Let me know if you need any other info.

Hrvoje
--------------------------------------------------------------------------------
Mon 09 Feb 2009 06:36:15 AM GMT, comment #1 by 	Raghavendra <raghavendra>:

What were the operations being run on glusterfs mount point when the client was leaking memory?

--------------------------------------------------------------------------------


Mon 09 Feb 2009 10:09:57 AM GMT, comment #2 by 	Hrvoje <hrvoje>:

Copying files with cp command

big number of small jpg files in tree that runs 3 levels deep.

/xxx/yyy/zzz/some.jpg

Thousands of them

Copy from hard drive to gluster fs mounted point

Hrvoje
--------------------------------------------------------------------------------

Sat 21 Mar 2009 10:21:20 PM GMT, comment #3 by 	Hrvoje <hrvoje>:

Same error is happening with 2.0.0rc4 also.

Even without afr, most simple setup also leaks:

----------------------------------------------
# SERVER:
volume posix
type storage/posix
option directory /home2
end-volume

volume brick
type features/posix-locks
subvolumes posix
end-volume

volume server
type protocol/server
option transport-type tcp/server
option auth.addr.brick.allow x
subvolumes brick
end-volume

-----------------------------------------
# CLIENT

volume home2
type protocol/client
option transport-type tcp/client
option remote-host 64.88.252.51
option remote-subvolume brick
option transport-timeout 10
end-volume

This is busy server that is doing other things, but this is situation after running for 90 minutes, copying files the whole time:

root 12501 1.9 0.5 72892 42364 ? Ssl 16:36 2:00 glusterfs -f client-afr.vol /mnt/gluster

--------------------------------------------------------------------------------
Thu 09 Apr 2009 11:14:06 AM GMT, comment #4 by 	Krzysztof Strasburger <strasbur>:

I observe similar client memory leak with the older, 1.3.12 release.
It is sufficient to run du on a big directory tree.
My setup is quite complicated (6 pairs of replicated data, the volume is distributed over these 6 pairs)

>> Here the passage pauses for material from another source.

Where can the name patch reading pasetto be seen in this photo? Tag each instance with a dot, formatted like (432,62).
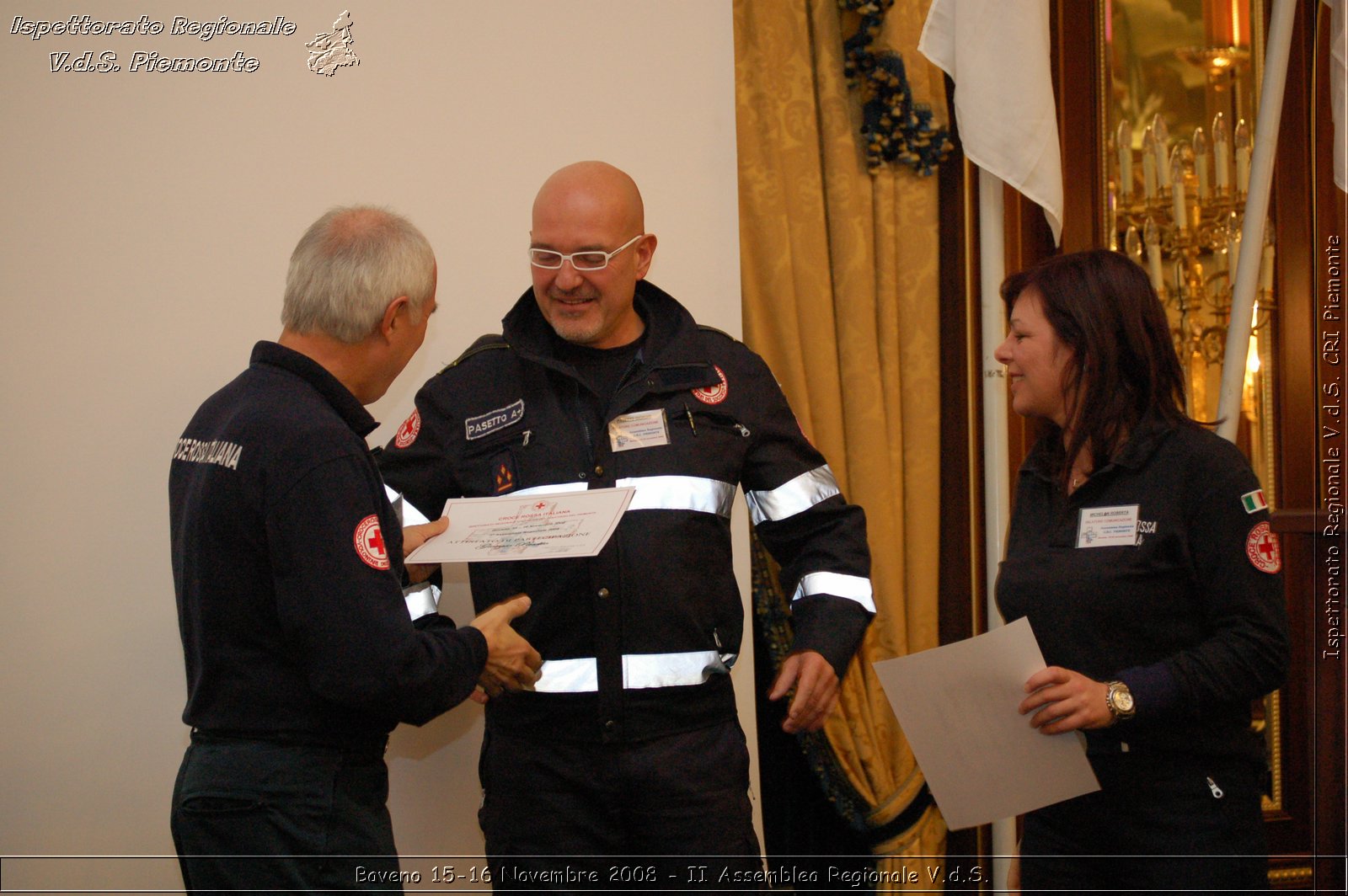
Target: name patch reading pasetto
(222,453)
(476,428)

--------------------------------------------------------------------------------
Wed 22 Apr 2009 06:16:49 AM GMT, comment #5 by Krzysztof Strasburger <strasbur>:

Memory still leaks with the 2.0.0rc8 client. While runing "du on a freshly mounted, quite big volume (/home with c.a. 14 GB of files), the memory consumption increases steadily from 15 to 130 MB. My setup is as follows: 6 afr (2x) volumes, unify over these 6 volumes. This leak is probably not setup- or even translator-dependent, as "stripe" leaks memory as well as "unify over afr" (tried that out). Servers are all OK.